Chris WARE de retour avec ACME
Attention chef d’œuvre !
D’abord, sur le plan graphique, le travail de Chris WARE ne ressemble à aucun autre. Il mélange les genres avec bonheur, réutilise les standards américains, emprunte à l’univers visuel des comics pour mieux les détourner, copie les pages des magazines des sixties, parodie les pages de réclames…
Mieux que personne, WARE joue avec le temps. L’infiniment court (une feuille qui tombe), l’infiniment long (longs flash back historiques) Ce travail est reconnu depuis longtemps, « Jimmy Corrigan, the smartest kid on earth » a reçu les prix les plus prestigieux (Alph Art à Angoulême 2003, Premier prix du livre du Guardian 2001…), mais l’exploit mérite d’être signalé quand il est réédité avec autant de brio. Cette fois c’est sous le titre ésotérique d’ACME, (recueil de nouvelles publiées par un hebdomadaire de Chicago) que revient WARE.

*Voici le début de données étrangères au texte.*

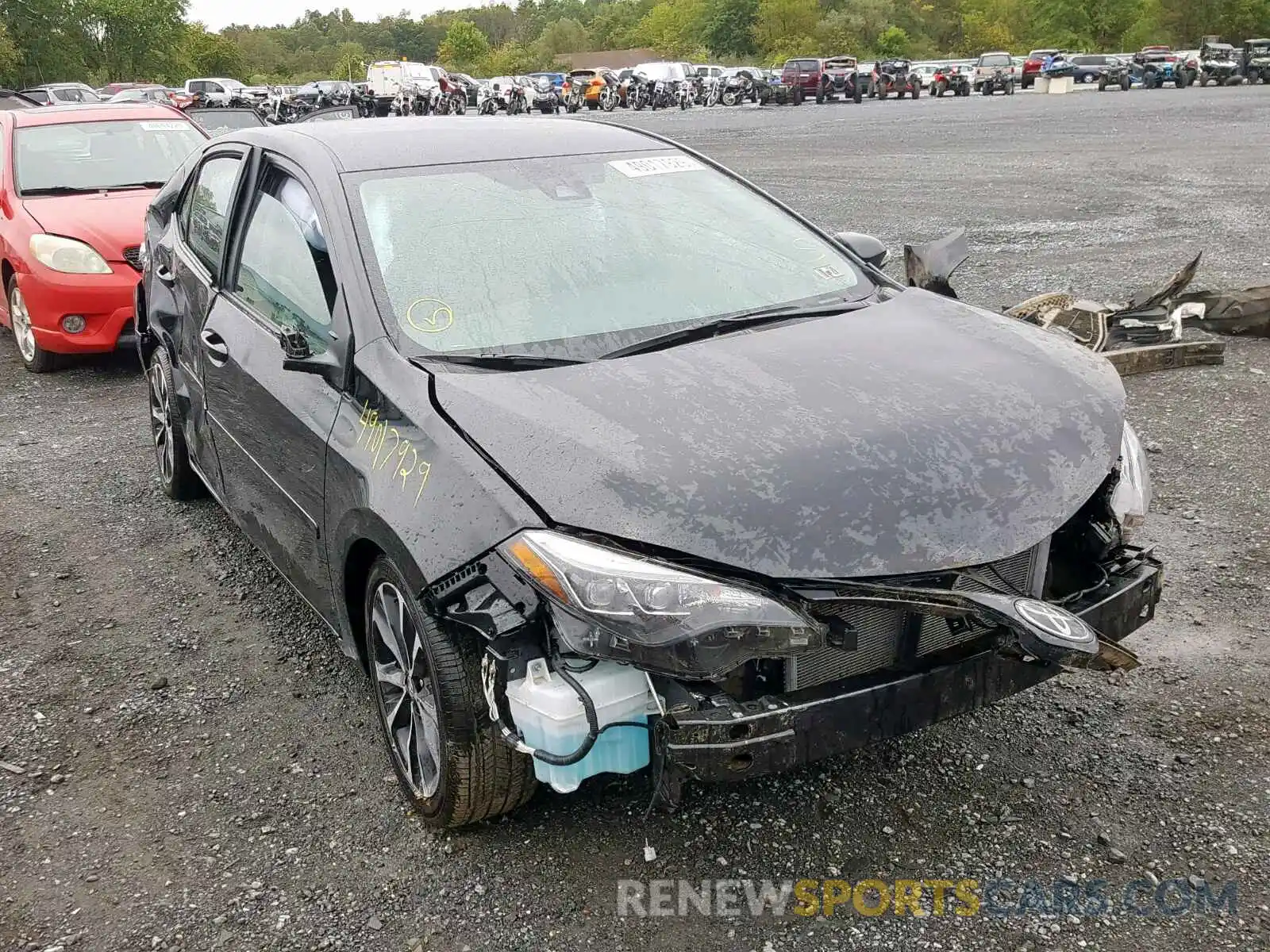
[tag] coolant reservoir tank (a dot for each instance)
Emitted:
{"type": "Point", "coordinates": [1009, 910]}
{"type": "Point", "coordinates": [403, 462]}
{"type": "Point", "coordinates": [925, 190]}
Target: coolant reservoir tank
{"type": "Point", "coordinates": [550, 716]}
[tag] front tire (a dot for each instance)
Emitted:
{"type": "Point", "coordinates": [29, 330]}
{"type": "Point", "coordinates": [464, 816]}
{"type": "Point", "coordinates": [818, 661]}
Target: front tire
{"type": "Point", "coordinates": [175, 475]}
{"type": "Point", "coordinates": [35, 359]}
{"type": "Point", "coordinates": [448, 754]}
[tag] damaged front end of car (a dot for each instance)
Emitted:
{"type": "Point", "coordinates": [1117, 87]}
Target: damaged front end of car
{"type": "Point", "coordinates": [606, 658]}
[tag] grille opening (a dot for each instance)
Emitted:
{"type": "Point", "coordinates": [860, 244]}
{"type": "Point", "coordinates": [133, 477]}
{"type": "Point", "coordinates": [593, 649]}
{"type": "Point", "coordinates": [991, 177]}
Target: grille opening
{"type": "Point", "coordinates": [882, 631]}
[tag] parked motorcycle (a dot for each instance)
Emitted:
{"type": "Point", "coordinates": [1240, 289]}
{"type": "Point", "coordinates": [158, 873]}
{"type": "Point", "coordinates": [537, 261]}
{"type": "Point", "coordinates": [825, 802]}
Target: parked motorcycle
{"type": "Point", "coordinates": [450, 98]}
{"type": "Point", "coordinates": [546, 101]}
{"type": "Point", "coordinates": [639, 92]}
{"type": "Point", "coordinates": [514, 101]}
{"type": "Point", "coordinates": [487, 101]}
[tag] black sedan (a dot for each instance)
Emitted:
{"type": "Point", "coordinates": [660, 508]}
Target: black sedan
{"type": "Point", "coordinates": [717, 497]}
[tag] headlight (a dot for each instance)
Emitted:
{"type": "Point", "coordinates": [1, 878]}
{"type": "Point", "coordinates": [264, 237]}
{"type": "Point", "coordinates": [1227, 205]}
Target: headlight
{"type": "Point", "coordinates": [610, 605]}
{"type": "Point", "coordinates": [67, 255]}
{"type": "Point", "coordinates": [1132, 497]}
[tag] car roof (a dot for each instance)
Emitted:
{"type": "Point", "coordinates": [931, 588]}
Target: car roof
{"type": "Point", "coordinates": [366, 145]}
{"type": "Point", "coordinates": [94, 112]}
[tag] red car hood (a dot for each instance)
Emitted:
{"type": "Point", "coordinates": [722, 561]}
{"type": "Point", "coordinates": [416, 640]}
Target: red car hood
{"type": "Point", "coordinates": [110, 222]}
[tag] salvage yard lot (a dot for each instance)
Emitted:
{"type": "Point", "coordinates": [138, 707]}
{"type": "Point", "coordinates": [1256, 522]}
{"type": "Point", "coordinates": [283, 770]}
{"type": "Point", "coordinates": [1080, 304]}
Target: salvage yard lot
{"type": "Point", "coordinates": [202, 766]}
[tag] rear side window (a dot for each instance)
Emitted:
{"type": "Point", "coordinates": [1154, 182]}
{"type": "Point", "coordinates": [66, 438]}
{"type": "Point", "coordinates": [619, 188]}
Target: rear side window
{"type": "Point", "coordinates": [206, 209]}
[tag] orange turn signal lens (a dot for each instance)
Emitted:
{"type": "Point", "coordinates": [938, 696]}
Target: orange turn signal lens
{"type": "Point", "coordinates": [537, 569]}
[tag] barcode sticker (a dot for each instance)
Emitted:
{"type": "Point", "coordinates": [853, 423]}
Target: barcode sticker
{"type": "Point", "coordinates": [635, 168]}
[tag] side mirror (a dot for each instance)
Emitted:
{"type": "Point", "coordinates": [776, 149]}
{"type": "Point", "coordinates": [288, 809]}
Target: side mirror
{"type": "Point", "coordinates": [298, 359]}
{"type": "Point", "coordinates": [865, 247]}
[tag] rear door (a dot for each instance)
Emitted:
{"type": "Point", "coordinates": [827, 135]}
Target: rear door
{"type": "Point", "coordinates": [272, 423]}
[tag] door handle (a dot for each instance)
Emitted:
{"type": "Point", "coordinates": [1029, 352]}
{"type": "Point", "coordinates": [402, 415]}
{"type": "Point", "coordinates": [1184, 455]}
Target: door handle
{"type": "Point", "coordinates": [215, 347]}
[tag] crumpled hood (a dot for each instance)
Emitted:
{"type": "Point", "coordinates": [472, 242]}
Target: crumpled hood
{"type": "Point", "coordinates": [110, 222]}
{"type": "Point", "coordinates": [912, 436]}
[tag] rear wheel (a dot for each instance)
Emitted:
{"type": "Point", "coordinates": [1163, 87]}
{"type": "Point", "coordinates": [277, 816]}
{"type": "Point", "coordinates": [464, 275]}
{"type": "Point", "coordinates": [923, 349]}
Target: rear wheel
{"type": "Point", "coordinates": [35, 359]}
{"type": "Point", "coordinates": [448, 754]}
{"type": "Point", "coordinates": [175, 475]}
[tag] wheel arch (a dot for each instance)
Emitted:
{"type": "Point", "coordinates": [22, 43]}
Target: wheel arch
{"type": "Point", "coordinates": [364, 539]}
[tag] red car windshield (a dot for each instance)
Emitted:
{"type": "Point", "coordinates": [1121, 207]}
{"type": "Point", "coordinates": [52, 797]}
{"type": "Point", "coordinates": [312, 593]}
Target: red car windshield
{"type": "Point", "coordinates": [92, 156]}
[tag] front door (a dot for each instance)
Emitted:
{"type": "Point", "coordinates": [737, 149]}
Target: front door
{"type": "Point", "coordinates": [271, 424]}
{"type": "Point", "coordinates": [192, 267]}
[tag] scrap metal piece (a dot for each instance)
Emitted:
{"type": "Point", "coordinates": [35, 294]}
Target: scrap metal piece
{"type": "Point", "coordinates": [1034, 308]}
{"type": "Point", "coordinates": [1162, 357]}
{"type": "Point", "coordinates": [1113, 657]}
{"type": "Point", "coordinates": [1178, 283]}
{"type": "Point", "coordinates": [1236, 313]}
{"type": "Point", "coordinates": [930, 266]}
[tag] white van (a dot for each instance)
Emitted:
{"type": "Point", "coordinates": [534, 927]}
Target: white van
{"type": "Point", "coordinates": [385, 76]}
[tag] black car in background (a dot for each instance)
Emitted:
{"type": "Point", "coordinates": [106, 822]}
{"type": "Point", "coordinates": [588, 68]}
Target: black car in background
{"type": "Point", "coordinates": [590, 513]}
{"type": "Point", "coordinates": [1090, 67]}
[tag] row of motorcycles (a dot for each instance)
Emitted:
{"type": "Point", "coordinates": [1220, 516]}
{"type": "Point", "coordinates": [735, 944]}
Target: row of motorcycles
{"type": "Point", "coordinates": [606, 92]}
{"type": "Point", "coordinates": [279, 107]}
{"type": "Point", "coordinates": [444, 98]}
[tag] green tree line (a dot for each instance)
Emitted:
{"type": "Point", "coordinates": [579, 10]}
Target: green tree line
{"type": "Point", "coordinates": [101, 41]}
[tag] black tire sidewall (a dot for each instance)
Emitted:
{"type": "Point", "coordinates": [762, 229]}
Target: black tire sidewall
{"type": "Point", "coordinates": [44, 361]}
{"type": "Point", "coordinates": [184, 484]}
{"type": "Point", "coordinates": [385, 571]}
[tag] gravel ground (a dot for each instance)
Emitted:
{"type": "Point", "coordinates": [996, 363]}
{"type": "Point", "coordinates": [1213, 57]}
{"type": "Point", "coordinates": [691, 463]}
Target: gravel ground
{"type": "Point", "coordinates": [201, 765]}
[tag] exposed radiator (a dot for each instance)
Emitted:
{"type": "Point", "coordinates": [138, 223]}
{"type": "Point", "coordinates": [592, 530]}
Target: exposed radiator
{"type": "Point", "coordinates": [879, 630]}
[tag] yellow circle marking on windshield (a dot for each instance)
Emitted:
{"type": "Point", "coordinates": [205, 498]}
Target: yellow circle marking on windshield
{"type": "Point", "coordinates": [438, 321]}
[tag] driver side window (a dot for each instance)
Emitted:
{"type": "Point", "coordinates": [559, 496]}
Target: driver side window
{"type": "Point", "coordinates": [285, 272]}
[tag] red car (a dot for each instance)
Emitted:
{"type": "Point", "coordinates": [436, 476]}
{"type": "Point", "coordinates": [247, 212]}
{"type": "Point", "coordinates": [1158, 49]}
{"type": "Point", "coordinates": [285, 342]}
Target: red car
{"type": "Point", "coordinates": [74, 188]}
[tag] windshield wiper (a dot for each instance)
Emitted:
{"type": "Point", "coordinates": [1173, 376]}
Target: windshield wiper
{"type": "Point", "coordinates": [88, 190]}
{"type": "Point", "coordinates": [497, 362]}
{"type": "Point", "coordinates": [133, 184]}
{"type": "Point", "coordinates": [57, 190]}
{"type": "Point", "coordinates": [733, 323]}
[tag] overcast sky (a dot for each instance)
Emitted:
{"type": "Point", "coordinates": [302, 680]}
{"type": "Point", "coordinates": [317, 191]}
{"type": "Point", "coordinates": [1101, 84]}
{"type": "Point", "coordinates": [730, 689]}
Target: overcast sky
{"type": "Point", "coordinates": [221, 13]}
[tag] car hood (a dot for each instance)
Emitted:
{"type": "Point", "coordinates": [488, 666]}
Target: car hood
{"type": "Point", "coordinates": [912, 436]}
{"type": "Point", "coordinates": [110, 221]}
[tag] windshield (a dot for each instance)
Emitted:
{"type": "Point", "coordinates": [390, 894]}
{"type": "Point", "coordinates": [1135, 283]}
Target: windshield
{"type": "Point", "coordinates": [660, 70]}
{"type": "Point", "coordinates": [99, 155]}
{"type": "Point", "coordinates": [583, 257]}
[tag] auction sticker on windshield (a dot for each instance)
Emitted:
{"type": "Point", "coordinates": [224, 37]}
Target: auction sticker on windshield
{"type": "Point", "coordinates": [634, 168]}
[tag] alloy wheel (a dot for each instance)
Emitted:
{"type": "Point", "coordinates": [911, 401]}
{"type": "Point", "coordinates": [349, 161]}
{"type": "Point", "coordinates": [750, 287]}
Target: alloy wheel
{"type": "Point", "coordinates": [21, 319]}
{"type": "Point", "coordinates": [406, 695]}
{"type": "Point", "coordinates": [160, 423]}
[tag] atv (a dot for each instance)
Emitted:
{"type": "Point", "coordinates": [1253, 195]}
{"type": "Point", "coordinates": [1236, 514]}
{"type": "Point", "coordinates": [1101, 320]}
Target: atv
{"type": "Point", "coordinates": [1257, 60]}
{"type": "Point", "coordinates": [1218, 63]}
{"type": "Point", "coordinates": [1160, 67]}
{"type": "Point", "coordinates": [1115, 75]}
{"type": "Point", "coordinates": [895, 76]}
{"type": "Point", "coordinates": [950, 79]}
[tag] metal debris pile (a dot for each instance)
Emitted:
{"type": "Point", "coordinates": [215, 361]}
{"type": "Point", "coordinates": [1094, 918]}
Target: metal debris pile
{"type": "Point", "coordinates": [1153, 329]}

La compagnie ACME est une entreprise imaginaire inventée par le personnel de la Warner Bros et apparue dans ses premiers dessins animés en 1933. Personne ne connaît son activité exacte, mais son acronyme « American Company Making Everything » (Compagnie Américaine Fabriquant Tout) laisse ouverts tous les horizons (notamment la fabrication des produits les plus futiles, superflus et baroques. C’est ce nom d’ACME que WARE a repris pour fonder sa propre ACME novelty library, label sous lequel il raconte la vie de personnages qui naviguent entre onirisme et néoréalisme, cruauté et absurdité.
ACME se lit comme autrefois le journal de Tintin. Un bottin dans lequel se croisent les feuilletons dessinés. Mais cette fois sous la ligne claire se cachent d’obscurs desseins. Comme dans Jimmy Corrigan, l’auteur nous balade autour de ses thèmes de prédilection. C’est une Amérique déprimante et dépressive qu’il nous dépeint. Celle d’une société de consommation où les névroses et les frustrations atteignent leur paroxysme. Une société de solitudes.